Sounds good Maanaam. I will keep you notified about the process and you are welcome to come up. Talk soon.

    Regards

----------


## ENT

> Mate, come slaughter time, if I can, I would come and assist. *As a qualified NZ government meat inspector and ex-farmer,* I have .....*a lot of experience* in slaughter and (farm) butchering, though I'm* not a qualified butcher and not nearly experienced enough* to claim to be able to slice your scotch fillets perfectly.... but then,* Google is our friend*


Yes.... :Smile:

----------


## Maanaam

> Originally Posted by Maanaam
> 
> 
> Mate, come slaughter time, if I can, I would come and assist. *As a qualified NZ government meat inspector and ex-farmer,* I have .....*a lot of experience* in slaughter and (farm) butchering, though I'm* not a qualified butcher and not nearly experienced enough* to claim to be able to slice your scotch fillets perfectly.... but then,* Google is our friend* 
> 
> 
> Yes....


Hey King of Googling-to-make-yourself-look-informed-while-not-comprehending-what-you're-reading...with your Dunning-Kruger syndrome, I suppose I'm not surprised you're stalking me.
Unlike you who blusters idiotically trying to look smart while actually proving your inadequacies, I admit when I don't know something...hence Google is my friend. I freely admit that, so why do you make out it's something to snigger about?

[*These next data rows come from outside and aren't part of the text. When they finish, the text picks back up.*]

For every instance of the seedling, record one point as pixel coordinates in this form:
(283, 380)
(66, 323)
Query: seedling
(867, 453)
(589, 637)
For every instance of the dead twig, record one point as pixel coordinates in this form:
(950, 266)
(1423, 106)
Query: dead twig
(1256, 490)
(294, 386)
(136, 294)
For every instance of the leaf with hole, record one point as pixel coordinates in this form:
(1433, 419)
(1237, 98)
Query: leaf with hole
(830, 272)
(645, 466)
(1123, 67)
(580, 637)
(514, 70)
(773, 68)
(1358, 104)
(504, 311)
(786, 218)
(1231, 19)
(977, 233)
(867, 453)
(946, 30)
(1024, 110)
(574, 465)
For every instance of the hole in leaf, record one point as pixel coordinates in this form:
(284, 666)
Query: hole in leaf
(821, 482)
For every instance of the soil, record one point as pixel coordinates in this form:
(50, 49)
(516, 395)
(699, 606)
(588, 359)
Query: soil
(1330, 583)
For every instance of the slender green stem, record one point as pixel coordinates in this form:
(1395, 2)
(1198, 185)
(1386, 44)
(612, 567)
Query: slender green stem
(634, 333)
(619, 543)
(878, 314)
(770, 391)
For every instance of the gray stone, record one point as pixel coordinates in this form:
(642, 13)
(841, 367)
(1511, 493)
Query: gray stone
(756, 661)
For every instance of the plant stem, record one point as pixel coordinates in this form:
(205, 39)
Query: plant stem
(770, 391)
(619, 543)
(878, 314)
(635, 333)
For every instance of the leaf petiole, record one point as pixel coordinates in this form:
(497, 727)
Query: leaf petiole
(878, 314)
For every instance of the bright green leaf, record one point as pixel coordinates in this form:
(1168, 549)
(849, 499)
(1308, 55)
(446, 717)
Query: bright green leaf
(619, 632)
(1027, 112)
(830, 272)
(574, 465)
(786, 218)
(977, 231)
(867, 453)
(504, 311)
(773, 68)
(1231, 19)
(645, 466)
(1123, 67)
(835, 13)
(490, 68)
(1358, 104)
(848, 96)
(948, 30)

Piss off and don't try to ruin yet another thread.
Crazy old coot.

----------


## ENT

I was not, I was grinning..... :Smile:

----------


## ENT

> I admit when I don't know something...


You couldn't admit you were wrong about the "wick effect" as a cow (or other animal or human) cadavre burns and the lies you told about your imaginary cremation experiences.    :Smile:

----------


## longjohnfarang

Has anyone actually bought a cow without using a proxy? I would imagine, their little eyes will light up with dollar symbols and you'll never hear the non-farang price.

----------


## rickschoppers

My BIL handles the cows and was the one to purchase the initial three. We now have six, with one being a male. Two more are expected in the next few months, which would make a total of eight. The male is about six months now and was one of twins born to our biggest female. When I ask when will the male be sold, the answer is just "soon."

----------